Outra estratégia adaptativa é investir na apicultura, uma atividade que não exige tanta água e que tem boa relação custo-benefício. "Com poucas floradas o apicultor já consegue colher o mel", pontua. Para escoar toda essa produção das culturas alternativas, o Município realiza semanalmente a Feira da Agricultura Familiar. "São 32 produtores que vendem tudo aquilo que eles produzem e plantam, é importante para fortalecer a economia local", completa Lúcia.
Já no abastecimento humano, a secretária garante que, mesmo diante do longo período de estiagem que culminou na redução do volume do principal açude da cidade, o Umari, atualmente com apenas 3,12% de sua capacidade, "os moradores não sofrem com falta de água".
Segundo detalha, são quatro carros-pipas mantidos com recursos municipais, além de 12 carros operados pelo Exército. "Além disso, somente em 2021, perfuramos 21 poços o que ajudou bastante principalmente o abastecimento da zona rural", concluiu a titular da pasta Lúcia Vitorina.
Desafio no abastecimento das populações difusas
Em General Sampaio, cidade do litoral do Pecém, as poucas chuvas dos últimos anos desencadearam uma série de impactos, dentre eles, as mudanças na agricultura e o desabastecimento em comunidades difusas. No ano passado, choveu 25% abaixo da média, que é de 763,8 mm.

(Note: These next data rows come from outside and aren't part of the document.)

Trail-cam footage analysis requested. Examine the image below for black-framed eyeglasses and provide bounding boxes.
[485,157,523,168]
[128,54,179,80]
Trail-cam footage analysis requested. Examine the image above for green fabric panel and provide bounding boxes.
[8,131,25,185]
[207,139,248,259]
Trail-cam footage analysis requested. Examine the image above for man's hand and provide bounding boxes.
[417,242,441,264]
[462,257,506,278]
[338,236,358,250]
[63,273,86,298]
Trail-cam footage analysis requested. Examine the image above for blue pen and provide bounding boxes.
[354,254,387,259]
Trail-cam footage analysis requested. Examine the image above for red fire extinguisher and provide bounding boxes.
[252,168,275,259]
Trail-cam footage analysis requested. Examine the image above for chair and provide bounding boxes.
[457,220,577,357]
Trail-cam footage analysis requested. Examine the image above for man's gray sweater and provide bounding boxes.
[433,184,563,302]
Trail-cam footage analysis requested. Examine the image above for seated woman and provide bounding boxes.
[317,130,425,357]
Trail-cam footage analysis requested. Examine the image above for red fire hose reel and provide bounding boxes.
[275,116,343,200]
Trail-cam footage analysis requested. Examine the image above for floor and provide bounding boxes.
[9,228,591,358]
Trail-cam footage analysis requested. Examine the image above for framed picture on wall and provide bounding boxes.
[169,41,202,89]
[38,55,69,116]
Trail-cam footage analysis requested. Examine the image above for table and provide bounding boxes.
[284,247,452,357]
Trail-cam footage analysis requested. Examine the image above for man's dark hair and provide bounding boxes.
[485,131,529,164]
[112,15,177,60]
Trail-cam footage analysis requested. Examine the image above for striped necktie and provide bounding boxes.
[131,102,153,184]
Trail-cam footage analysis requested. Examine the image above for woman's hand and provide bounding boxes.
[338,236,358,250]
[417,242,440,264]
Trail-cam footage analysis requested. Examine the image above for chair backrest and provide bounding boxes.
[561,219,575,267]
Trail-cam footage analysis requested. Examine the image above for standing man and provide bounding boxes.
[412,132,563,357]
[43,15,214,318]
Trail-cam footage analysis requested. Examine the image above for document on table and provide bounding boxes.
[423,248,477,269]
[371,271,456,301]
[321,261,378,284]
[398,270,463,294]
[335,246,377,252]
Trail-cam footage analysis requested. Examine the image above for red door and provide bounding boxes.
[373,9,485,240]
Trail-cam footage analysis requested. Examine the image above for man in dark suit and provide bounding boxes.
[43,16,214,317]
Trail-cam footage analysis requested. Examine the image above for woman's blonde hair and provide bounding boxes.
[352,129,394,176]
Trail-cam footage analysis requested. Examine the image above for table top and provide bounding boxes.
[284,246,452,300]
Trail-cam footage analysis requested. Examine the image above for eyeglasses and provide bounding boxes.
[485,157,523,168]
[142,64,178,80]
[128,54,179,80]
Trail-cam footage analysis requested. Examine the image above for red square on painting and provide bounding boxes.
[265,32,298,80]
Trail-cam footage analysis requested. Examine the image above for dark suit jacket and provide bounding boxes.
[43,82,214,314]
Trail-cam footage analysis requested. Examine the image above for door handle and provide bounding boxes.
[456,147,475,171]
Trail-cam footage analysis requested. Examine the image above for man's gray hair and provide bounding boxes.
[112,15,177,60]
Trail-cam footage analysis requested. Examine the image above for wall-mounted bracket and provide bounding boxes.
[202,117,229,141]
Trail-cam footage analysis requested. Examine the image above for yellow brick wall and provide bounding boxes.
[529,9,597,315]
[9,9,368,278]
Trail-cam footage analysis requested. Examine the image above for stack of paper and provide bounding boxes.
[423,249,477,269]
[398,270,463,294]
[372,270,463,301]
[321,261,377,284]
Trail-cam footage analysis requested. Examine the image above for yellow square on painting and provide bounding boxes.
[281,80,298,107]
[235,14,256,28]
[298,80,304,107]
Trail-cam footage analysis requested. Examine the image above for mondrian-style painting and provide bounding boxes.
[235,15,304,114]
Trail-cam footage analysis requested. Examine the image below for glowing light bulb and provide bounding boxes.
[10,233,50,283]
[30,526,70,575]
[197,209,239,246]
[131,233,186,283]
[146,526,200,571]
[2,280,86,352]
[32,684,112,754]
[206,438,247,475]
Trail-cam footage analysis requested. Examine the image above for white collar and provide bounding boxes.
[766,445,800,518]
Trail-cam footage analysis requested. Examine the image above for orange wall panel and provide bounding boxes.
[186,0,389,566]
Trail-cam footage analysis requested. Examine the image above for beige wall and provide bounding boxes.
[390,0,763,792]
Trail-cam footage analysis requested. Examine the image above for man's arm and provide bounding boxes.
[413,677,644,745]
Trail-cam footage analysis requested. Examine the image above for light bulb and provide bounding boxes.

O secretário de Agricultura do Município, Geraldo Menezes. revela que em "locais onde não há sistema de água e poços profundos" o desabastecimento é uma realidade. Para reverter este cenário, acrescenta Geraldo, "o Município tem procurado construir cisternas de placa e poços profundos, além de garantir suporte com carros-pipa". Ele, no entanto, não especificou quantas foram construídas e qual a meta de construção para este ano.
Com cerca de 950 agricultores familiares e com um PIB agropecuário que representa 12% do total, o Município teve que se reinventar. Técnicas de convivência com o semiárido - como o plantio em nível, buscando a máxima captação da água das chuvas e criação de quintais produtivos com cisternas de enxurradas - foram aplicadas.
"Também estamos estimulando o plantio de palma adensada e o sorgo, que são culturas de certa forma resistentes aos veranicos e as secas", acrescenta Geraldo.
A reportagem procurou as Secretarias de Agricultura dos municípios de Parambu, Itatira, Independência e Irauçuba, mas não houve resposta.